Ist dann zum Beispiel eine Hamer Steve Stevens nach dem Service wieder zum Leben erweckt, kann das finale Probespielen schon mal etwas länger ausfallen. Ich fühle mich auf solchen Instrumenten auch wohler und klinge nicht wie gewollt und doch nicht gekonnt. Mir fehlt es schlicht an den Licks und Techniken, um den Vintage-Vibe aus den Vintage-Instrumenten herauszukitzeln. Das hört man – und das merke ich.

Eine gute 80er-Gitarre, ausreichend Gain und ein bisschen (oder auch etwas mehr) Effekt – und schon bin ich zu Hause. Trotzend der naserümpfenden Kritik aus eher konservativ geprägten Musikerkreisen kann so ein Floyd Rose Spaß machen und richtig in Szene gesetzt auch ohne Sound-Verlust abliefern.

Und so kristallisiert sich auch sehr transparent der Grund für meinen nicht ganz zeitgemäßen Hardware-Geschmack heraus. Ich hatte meine musikalisch aktivste und interessanteste Zeit in der zweiten Hälfte der 1980er. Da war ich in London und habe Gitarrenbau studiert/gelernt.

Als Student mit der nötigen Zeit ausgerüstet konnte ich ausgiebig Gitarre spielen, aber auch so manches (legales und gitarrenbezogenes) ausprobieren. Und das vor dem Hintergrund eines völlig anderen musikalischen Zeitgeistes im Vergleich zur heutigen Situation. In der besagten Epoche wurden auch in der Popmusik Gitarrensoli zugelassen – ja sogar verlangt. Gitarristen wie Eddie Van Halen hatten schon ein paar Jahre zuvor völlig neue Sound-Welten eröffnet. In meiner Erinnerung bestand das Streben weniger darin, alte Gitarrensounds zu kopieren, sondern es ging viel mehr darum, Neues auszuprobieren und musikalisch anzubringen.

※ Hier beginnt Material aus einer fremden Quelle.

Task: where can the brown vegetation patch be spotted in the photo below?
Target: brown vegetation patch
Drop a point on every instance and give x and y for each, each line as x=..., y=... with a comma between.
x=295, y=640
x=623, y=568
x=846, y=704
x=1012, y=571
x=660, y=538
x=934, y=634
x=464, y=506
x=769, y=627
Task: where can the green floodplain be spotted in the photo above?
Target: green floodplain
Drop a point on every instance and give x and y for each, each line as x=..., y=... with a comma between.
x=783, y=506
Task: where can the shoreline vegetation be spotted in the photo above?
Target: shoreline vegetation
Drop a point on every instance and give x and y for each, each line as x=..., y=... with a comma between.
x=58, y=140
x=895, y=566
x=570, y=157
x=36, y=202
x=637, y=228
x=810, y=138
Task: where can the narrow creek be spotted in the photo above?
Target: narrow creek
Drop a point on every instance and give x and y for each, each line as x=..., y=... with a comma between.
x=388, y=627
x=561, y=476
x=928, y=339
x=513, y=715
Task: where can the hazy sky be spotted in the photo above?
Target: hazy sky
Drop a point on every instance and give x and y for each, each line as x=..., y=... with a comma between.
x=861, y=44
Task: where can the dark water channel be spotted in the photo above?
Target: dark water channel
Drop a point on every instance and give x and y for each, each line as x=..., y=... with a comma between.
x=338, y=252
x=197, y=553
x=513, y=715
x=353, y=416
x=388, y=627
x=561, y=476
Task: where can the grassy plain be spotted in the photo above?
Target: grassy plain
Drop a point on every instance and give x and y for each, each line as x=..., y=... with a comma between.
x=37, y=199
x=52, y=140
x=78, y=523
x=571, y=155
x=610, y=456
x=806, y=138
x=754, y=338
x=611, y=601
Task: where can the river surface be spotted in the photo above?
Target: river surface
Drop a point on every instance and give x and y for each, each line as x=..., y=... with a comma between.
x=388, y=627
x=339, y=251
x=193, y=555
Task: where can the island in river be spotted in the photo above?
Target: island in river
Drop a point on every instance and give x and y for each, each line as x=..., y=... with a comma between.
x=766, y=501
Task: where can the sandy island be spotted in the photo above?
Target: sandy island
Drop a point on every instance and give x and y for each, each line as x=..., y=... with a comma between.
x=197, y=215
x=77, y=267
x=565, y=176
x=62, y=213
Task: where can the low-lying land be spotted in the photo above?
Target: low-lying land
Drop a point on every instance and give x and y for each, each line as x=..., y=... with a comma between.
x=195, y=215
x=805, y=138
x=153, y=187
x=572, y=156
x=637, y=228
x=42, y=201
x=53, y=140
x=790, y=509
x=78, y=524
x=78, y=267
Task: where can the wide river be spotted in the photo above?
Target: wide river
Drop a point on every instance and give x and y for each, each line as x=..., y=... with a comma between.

ALLES EINE FRAGE DES WERKZEUGS

Um dies umsetzen zu können, brauchte man natürlich das passende Werkzeug. Die angesagten Licks und Tricks mit ihren Tonmodulationen gingen über das Machbare der damals bekannten Gitarren-Hardware hinaus. Da kam auch mein Besteck an seine Grenzen.

Als Vibrato-Gitarre hatte ich damals eine Fender The Strat in Candy Apple Red. Günstig bekommen, aber für die neuen Sound-Sphären der totale Fehlkauf. Für den angehenden Gitarrenbauer jedoch genau die richtige Herausforderung. Übrig geblieben ist eigentlich nur der Originalbody. Dieser bekam einen neuen Hals (natürlich mit spitzer Kopfplatte) und das schwergängige Originalvibrato wurde gegen ein Kahler-System ausgetauscht (Abb. 1 und 2).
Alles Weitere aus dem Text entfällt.